PARIS - La première moitié du XIXe siècle correspond au rétablissement des Bourbons sur le trône de France mais aussi à un nouvel essor des arts décoratifs, auquel le bijou participe pleinement. La période est “romantique”, un sentiment qui s’exprime dans les arts décoratifs par un engouement pour le Moyen Âge, à travers sa période gothique, et la Renaissance, mais aussi par une certaine fascination pour l’Orient. D’autre part, les objets à sujets symboliques ou sentimentaux sont florissants. L’ancien atelier de travail du peintre Ary Scheffer, récemment rénové, accueille aujourd’hui une sélection de bijoux, datant de 1820 à 1850, provenant en majorité du Musée des arts décoratifs de Paris, et complétée par des pièces de collections publiques et privées. Les œuvres présentées attestent la diversité des matériaux et des techniques utilisés ainsi que la richesse de leurs influences. La période de la Restauration correspond au développement de la bijouterie en matière non précieuse : acier, fonte ou résille de fer. Comme le précise Daniel Marchesseau, directeur du Musée de la vie romantique, “le bijou romantique est chéri, avant d’être cher. Aux gemmes d’exception, on préfère de délicates citrines, améthystes, topazes et grenats aux transparences chatoyantes ou encore des pierres ornementales à la matière plus profonde (lapis-lazuli, turquoise)”. Il semble également que ce choix économique permettait à la bourgeoisie parisienne et à la noblesse de l’Ancien Régime (enfuie à l’étranger ou ruinée sous la Terreur) de paraître à moindres frais.

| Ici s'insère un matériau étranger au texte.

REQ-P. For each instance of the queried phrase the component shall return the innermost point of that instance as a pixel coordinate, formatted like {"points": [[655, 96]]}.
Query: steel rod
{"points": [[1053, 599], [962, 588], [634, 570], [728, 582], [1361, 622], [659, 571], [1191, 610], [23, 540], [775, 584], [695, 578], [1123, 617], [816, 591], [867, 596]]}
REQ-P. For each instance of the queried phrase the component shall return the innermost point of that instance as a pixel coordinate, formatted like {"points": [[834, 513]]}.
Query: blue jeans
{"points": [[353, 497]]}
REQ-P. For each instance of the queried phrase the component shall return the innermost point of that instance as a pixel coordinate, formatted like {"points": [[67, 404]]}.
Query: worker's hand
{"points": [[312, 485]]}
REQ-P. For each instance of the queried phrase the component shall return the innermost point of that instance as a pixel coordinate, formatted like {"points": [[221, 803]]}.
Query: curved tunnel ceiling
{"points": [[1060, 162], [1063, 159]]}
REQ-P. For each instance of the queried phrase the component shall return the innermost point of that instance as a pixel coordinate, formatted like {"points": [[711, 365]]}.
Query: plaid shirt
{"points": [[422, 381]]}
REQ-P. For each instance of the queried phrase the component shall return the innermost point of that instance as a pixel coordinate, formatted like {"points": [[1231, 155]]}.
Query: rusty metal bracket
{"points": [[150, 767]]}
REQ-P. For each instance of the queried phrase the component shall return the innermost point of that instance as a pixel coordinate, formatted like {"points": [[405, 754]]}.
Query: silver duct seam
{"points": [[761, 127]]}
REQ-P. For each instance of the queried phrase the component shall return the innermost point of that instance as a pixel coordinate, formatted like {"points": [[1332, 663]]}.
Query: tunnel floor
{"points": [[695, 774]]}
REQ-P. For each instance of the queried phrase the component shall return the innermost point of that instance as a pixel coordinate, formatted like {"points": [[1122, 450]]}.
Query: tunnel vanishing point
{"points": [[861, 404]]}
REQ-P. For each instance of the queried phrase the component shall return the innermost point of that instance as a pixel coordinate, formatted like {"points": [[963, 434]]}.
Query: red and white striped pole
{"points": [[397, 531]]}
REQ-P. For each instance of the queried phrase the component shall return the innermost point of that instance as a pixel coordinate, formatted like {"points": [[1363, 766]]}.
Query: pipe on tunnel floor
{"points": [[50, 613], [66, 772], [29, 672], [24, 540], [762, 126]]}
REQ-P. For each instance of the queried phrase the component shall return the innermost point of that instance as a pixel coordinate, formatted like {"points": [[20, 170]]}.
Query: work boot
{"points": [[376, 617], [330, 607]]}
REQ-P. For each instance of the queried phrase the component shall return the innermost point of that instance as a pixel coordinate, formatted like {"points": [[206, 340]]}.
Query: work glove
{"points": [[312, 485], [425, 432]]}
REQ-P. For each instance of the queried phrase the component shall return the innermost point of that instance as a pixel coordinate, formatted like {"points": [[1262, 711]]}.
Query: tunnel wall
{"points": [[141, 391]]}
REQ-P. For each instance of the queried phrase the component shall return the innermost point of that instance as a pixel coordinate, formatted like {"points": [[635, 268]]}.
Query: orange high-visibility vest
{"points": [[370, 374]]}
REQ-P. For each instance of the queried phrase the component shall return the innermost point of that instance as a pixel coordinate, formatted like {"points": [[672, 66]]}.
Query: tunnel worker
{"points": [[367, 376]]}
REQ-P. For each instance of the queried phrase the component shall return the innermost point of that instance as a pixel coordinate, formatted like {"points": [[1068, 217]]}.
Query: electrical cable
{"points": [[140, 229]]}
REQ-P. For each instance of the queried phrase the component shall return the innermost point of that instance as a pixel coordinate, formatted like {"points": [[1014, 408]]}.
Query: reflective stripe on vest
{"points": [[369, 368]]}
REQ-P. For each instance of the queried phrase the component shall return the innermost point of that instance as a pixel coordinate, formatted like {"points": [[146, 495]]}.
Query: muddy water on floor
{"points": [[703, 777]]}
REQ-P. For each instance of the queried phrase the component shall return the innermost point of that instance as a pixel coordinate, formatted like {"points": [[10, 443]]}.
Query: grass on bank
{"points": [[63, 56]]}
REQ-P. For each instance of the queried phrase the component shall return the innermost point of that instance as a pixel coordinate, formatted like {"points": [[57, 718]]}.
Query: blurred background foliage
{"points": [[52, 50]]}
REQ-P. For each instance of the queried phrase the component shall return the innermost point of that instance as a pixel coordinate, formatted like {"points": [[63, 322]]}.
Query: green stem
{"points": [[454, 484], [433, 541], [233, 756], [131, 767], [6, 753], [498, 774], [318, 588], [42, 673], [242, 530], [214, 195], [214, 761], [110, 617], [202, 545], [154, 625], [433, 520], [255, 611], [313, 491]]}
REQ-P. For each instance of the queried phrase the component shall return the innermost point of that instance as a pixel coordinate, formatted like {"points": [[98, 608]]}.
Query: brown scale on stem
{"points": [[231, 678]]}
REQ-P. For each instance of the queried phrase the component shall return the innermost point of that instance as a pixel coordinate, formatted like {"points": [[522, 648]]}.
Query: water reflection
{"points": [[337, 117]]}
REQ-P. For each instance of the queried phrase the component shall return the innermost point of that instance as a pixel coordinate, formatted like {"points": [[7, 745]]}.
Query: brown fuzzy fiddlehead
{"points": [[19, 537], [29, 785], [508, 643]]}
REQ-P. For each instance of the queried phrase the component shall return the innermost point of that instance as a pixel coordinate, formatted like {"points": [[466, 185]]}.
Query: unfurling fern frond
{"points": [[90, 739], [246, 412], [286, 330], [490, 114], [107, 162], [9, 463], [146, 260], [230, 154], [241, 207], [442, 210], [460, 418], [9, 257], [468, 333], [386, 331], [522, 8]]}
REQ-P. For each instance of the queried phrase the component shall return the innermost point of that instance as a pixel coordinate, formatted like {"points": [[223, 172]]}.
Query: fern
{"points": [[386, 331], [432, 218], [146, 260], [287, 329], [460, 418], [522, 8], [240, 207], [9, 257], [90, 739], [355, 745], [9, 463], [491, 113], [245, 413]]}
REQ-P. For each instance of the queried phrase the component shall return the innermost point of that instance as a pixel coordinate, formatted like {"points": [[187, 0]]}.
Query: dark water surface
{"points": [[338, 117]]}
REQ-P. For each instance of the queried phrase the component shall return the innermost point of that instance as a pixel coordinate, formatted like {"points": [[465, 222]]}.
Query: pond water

Une série de peintures offre une interprétation sociologique du bijou : l’art de la toilette résidait moins dans le bijou lui-même que dans la manière de le porter. Reflet d’une société, le bijou est aussi l’expression d’un savoir-faire. Afin d’obtenir des créations originales, les bijoutiers, souvent orfèvres, font appel à des sculpteurs. François-Désiré Froment-Meurice s’était ainsi attaché les services du sculpteur Jean-Jacques Pradier pour réaliser le bracelet en argent de style Renaissance représentant deux femmes allongées de part et d’autre d’une cassolette (1841). Des citations littéraires de l’époque, de Théophile Gautier ou d’Alfred de Musset (“La parure est une arme, et le bonheur suprême/ Après d’avoir vaincu, c’est d’avoir désarmé”), accompagnent les œuvres. Elles mettent l’accent sur l’aspect ludique de certaines pièces telles la bague à flacon qui servait à conserver des sels pour calmer les spasmes nerveux ou encore la “ferronnière”, perle ou pierre maintenue par un ruban, qui orne le front des jeunes femmes. D’autres bijoux plus sobres illustrent cet art du paraître, indissociable de la reconnaissance sociale.

- BIJOUX ROMANTIQUES (1820-1850) – LA PARURE À L’ÉPOQUE DE GEORGE SAND, jusqu’au 1er octobre, Musée de la vie romantique, 16 rue Chaptal, 75009 Paris, tél. 01 48 74 95 38, tlj sauf lundi et jours fériés, 10h-17h. Catalogue édité par Paris-Musées, 125 p., 195 F.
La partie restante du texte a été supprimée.